Lou Schwartz: Do you remember your first job?
Don Ohlmeyer: My first job in sports television was working as a runner for ABC back in the 60s when I was still at Notre Dame. They offered me a job right out of college as a Production Assistant for ABC Sports in 1967. A year later I became an Assistant Director and four months after that I started directing network television.
LS: What was your first salary?
DO: $135 a week. Originally, I come from a little town in Louisiana. I went to high school outside of Chicago. I went to college in the Midwest. I never had any money. I moved to New York with $108.67 to my name. So when I started making $135 a week, I thought I was the richest person in the world.
LS: When did you get your first big break?

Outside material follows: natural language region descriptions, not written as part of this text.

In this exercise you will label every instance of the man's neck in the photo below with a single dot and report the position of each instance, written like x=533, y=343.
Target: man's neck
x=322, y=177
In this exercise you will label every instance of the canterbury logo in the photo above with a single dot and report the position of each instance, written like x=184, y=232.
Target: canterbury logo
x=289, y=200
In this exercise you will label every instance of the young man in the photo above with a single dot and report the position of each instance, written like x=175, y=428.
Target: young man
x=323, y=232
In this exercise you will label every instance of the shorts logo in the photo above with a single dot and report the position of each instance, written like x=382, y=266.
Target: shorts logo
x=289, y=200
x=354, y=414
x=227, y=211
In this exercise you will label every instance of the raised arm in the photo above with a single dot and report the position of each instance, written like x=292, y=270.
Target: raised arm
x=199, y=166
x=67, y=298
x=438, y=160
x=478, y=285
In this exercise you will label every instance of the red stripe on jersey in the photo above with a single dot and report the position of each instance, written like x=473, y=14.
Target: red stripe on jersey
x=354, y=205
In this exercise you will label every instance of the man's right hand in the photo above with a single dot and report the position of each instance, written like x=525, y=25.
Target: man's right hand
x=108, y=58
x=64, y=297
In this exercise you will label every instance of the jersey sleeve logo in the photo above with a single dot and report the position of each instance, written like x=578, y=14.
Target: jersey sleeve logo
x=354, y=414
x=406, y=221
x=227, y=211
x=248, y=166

DO: My biggest break was being assigned to the worst job at the Olympics which was the tape room in 1968. Through that I was able to work with Roone Arledge and over the years I continued to do assignments and things that he was involved in.
LS: Do you have any favorite moments that stand out from your career?

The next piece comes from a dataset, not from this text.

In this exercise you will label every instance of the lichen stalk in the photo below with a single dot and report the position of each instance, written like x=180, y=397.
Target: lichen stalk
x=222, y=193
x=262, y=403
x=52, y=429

DO: One of my favorites was the day the ratings for the “Skins Game” came in. Everyone said it wouldn’t work and it turned out to be the highest or second highest rated golf telecast of the year. I always enjoy the challenge of doing something that people say can’t be done.
LS: As a former producer of “Monday Night Football,” what can you tell me about one of our ASA Hall of Famers, Howard Cosell?
DO: Howard had an unbelievable grasp of the English language and an extreme sense of integrity, but he was probably one of the most insecure men I’ve ever met. To a degree, I think that’s what drove him the most. Howard was a legitimate star. If he walked down the street in New York, there would be people yelling and screaming and pulling their cars over. Howard was a person that people loved and the ones that didn’t love him loved to hate him. But nobody didn’t know who he was. There was a TV Guide survey done in the 80s and Howard was voted the most liked announcer and the most hated. He won both categories. I remember he used to call me after every MNF game and say, “Kid, was I terrific tonight or what?” And I’d have to tell him he was terrific and then I would ask him if I could go to bed now.